I keep this bridge in my web site although it is gone because of the folk lore that surrounds it, this was sent to me recently, although the dates do not correspond with the National register or any documentation I have seen I still thought people would enjoy reading the haunted tale. So for your reading pleasure I submit the following:
Built in 1837, it is one of the oldest covered bridges in the country. In approximately 1855, a Kentucky man named Obadiah Will was delivering a mule named Gudgeon to Meadville. As they entered the bridge, a couple canal boats passed by playing a tune - My Old Kentucky Home. The mule dropped dead in its tracks. Mr. Will was given permission to bury the mule on the west bank of the creek and he had the word "Gudgeonville" painted on the end of the bridge. There is rumor of an apparition of a little girl seen by the cliffs near the bridge where she fell to her death in the 1940's or 1950's. There is also a report of a manifestation of a headless horseman with a black steed with demonic eyes. There were also apparently many tragic deaths associated with Elk Creek, which runs under the bridge, during the war of 1812. We've also heard that beheading was not uncommon at that time. In October 2005, five members traveled to Girard, PA, to find out if these rumors were true. We found the bridge still in use by automobiles, preventing us from setting up video cameras. The interior of the bridge was completely covered in graffiti, which was sad since there are so few covered bridges left. We snapped a good bit of photos, but nothing turned up in any pictures. There were no temperature changes, nor were there any EMF spikes. EVP turned up no evidence of paranormal activity either.
We must conclude that once again, urban legend is the only explanation for the stories told about this bridge.
Harrington Covered Bridge
(GPS N41 52.15 W80 25.72)
This structure is located on State Route 3003, known as Barney Road, approximately 3 miles southeast of Cherry Hill, in Conneaut Township.
The Bridge was built in 1870 by William Sherman using multiple kingpost truss. The structure spans West Branch Conneaut Creek. The bridge is 72 feet long and 14 feet wide and utilizes one span.

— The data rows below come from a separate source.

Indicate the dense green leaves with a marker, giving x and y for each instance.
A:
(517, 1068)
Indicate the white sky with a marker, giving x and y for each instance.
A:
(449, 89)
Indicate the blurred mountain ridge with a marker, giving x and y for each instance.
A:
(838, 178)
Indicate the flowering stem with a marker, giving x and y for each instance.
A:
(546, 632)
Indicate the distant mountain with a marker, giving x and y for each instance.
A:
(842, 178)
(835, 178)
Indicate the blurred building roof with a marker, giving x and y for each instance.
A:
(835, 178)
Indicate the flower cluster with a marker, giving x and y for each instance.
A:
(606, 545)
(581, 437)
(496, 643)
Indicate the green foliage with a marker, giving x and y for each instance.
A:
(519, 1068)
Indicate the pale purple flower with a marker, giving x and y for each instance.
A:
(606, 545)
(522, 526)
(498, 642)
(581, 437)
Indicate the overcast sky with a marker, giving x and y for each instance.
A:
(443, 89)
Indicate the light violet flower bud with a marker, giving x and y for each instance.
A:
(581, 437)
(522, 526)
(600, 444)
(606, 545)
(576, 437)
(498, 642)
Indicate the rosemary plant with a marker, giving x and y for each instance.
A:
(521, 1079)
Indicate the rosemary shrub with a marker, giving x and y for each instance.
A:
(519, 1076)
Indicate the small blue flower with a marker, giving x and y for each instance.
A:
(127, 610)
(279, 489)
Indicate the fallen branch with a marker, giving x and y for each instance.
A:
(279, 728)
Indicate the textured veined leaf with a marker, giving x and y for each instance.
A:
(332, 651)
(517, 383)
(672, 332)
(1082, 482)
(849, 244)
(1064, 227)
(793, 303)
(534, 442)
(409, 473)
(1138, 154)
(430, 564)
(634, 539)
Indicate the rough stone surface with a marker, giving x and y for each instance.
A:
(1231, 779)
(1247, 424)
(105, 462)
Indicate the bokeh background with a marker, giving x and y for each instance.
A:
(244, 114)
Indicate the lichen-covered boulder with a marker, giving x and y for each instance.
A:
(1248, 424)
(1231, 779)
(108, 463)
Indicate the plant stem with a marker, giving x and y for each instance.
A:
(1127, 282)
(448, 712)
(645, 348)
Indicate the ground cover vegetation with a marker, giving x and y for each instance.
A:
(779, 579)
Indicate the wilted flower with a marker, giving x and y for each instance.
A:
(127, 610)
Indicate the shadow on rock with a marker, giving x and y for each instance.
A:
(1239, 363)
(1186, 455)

It is open to vehicle traffic and is owned and maintained by the Township. As of this date the bridge looks to be in fair condition.
Waterford Covered Bridge
(GPS N41 56.47 W79 57.82)
Waterford bridge is located on Township Route 459, just east of the town of Waterford. On Route 19 in the town turn east on East First Street for 0.3 miles, then south on East Street approximately 1 mile to bridge.
This bridge was built in 1875 by Charles and James Phelps using the Town Truss design and utilizes one span. The structures length is 78 feet and a width of 15 feet, it crosses Le Boeuf Creek. The bridges is in good condition and open to vehicle traffic. The Township owns and maintains the surrounding area. This is the only bridge that is painted in Erie county and has a sign hanging on the gable end of the portal saying "Old Kissing Bridge".
Erie county used to have 4 bridges, Carman/Carmen/Perry/McKee Road Bridge. I am sorry to say that all that is left of this structures is the concrete spans on each end of the creek. I have heard of no plans of restoring this historical bridge. Just another one of our heritage sites gone forever.